How she became obsessed with history is a mystery. In her book, Catherine, who had been privately educated at home, claimed she had been an avid reader since early childhood. Her favourite books, she declared, were the histories of the Greek and Roman Republics, which instilled in her a love and appreciation for liberty. But, to her friend Benjamin Rush, she told a different story. She had never been interested in books and knowledge until one day, when she was 20, she picked up an “odd volume of some history”. If this account is to be believed, this book changed her life.
She started writing her first book, the first volume of A History of England, when she was married to doctor George Macaulay, a Scottish physician. The couple tied the knot on 18 June 1760 and then lived at St James’s Place, London. They had one child together, Catherine Sophia. But their marriage wasn’t destined to last long. Six years later, George died.
By then, Catherine had already become a celebrity. A History of England had shown everyone that women could write history. And that they could stand up for what they believed in. The history chronicled the period from the accession of James I to that of George I, which the author saw as a struggle for freedom, fought for by “men that, with the hazard and even the loss of their lives, attacked the formidable pretensions of the Stewart family, and set up the banners of liberty against a tyranny which had been established for a series of more than one hundred and fifty years”. Unfortunately her contemporaries had forgotten where the privileges they enjoyed had come from, which is why she chose to write about this particular period in English history.
Catherine would publish many other works about history and politics, expressing her opinions on what the best form of government was and how a country should be run. She championed Republics, which could be created only by virtuous people, supported the American Revolution, opposed Catholic emancipation, and justified the execution of Charles I by claiming that when a King becomes a tyrant he forfeits every right to government. Her views became more and more radical as the years went on, losing her many supporters.
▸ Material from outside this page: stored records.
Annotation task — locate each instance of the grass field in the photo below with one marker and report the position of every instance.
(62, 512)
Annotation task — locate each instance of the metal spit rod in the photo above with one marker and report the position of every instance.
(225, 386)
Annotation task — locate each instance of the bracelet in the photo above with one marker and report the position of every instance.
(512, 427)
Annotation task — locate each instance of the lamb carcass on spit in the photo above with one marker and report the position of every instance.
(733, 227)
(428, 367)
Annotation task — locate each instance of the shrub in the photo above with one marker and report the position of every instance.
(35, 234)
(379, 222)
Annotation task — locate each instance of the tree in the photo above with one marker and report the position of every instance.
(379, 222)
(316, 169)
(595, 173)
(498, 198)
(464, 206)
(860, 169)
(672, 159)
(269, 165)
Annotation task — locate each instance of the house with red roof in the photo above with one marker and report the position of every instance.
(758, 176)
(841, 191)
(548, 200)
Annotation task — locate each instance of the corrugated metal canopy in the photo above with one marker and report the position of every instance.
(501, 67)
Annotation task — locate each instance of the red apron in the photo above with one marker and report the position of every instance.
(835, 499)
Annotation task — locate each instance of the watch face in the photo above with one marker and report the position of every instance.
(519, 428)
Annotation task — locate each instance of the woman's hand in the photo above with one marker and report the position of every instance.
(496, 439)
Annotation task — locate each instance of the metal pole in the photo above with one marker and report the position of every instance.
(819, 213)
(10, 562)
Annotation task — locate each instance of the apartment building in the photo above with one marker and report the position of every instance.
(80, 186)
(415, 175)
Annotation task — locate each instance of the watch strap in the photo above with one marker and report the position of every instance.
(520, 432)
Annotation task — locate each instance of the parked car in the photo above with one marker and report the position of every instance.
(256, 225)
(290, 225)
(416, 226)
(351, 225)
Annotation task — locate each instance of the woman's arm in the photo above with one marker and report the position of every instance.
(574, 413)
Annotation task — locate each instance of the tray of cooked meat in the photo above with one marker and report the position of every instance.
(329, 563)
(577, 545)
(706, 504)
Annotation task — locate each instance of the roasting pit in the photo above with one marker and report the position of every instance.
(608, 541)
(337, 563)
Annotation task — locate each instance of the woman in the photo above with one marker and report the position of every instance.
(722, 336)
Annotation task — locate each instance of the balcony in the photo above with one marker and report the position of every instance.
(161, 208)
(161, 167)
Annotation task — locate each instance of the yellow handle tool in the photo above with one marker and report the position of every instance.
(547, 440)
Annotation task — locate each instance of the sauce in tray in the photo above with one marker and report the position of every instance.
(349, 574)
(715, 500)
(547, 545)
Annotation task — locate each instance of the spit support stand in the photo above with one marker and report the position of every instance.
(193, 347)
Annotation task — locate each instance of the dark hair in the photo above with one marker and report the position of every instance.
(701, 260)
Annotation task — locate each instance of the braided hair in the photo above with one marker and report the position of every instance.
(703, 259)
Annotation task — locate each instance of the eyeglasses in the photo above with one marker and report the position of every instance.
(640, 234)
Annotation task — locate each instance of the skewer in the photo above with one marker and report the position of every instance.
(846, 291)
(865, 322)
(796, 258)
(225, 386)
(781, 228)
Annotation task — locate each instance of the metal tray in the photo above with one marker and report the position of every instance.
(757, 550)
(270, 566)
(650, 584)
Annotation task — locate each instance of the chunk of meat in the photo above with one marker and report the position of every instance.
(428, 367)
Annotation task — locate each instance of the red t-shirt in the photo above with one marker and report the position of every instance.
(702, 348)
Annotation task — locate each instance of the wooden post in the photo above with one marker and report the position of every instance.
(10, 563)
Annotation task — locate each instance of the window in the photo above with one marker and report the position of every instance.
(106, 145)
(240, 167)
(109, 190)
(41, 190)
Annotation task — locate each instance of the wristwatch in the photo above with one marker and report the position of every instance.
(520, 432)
Even more of her friends dropped her when she remarried in 1778 to William Graham, a man about 30 years younger than her. William was the younger brother of James Graham, a Scottish quack-doctor she had met in Bath. His cures seemed to work for her, prompted the historian to endorse his services. James fell for her and proposed marriage twice, and Catherine may well have accepted if she hadn’t discovered he was already married. Apparently, he told her “the excess of his passion had made him forget that circumstance!” Instead, she tied the knot with his brother.
In 1784, Catherine and William, who had become an Anglican minister, went to America, where they stayed with George Washington at Mount Vernon for a while. He also furnished her with a lot of material to write a history of the American Revolution, but nothing came of it. Instead, she started writing a History Of England From The Revolution To The Present Time, but only completed the first volume. Catherine and her husband were back in England in 1785. She would die here, in Binfield, on 22 June 1791.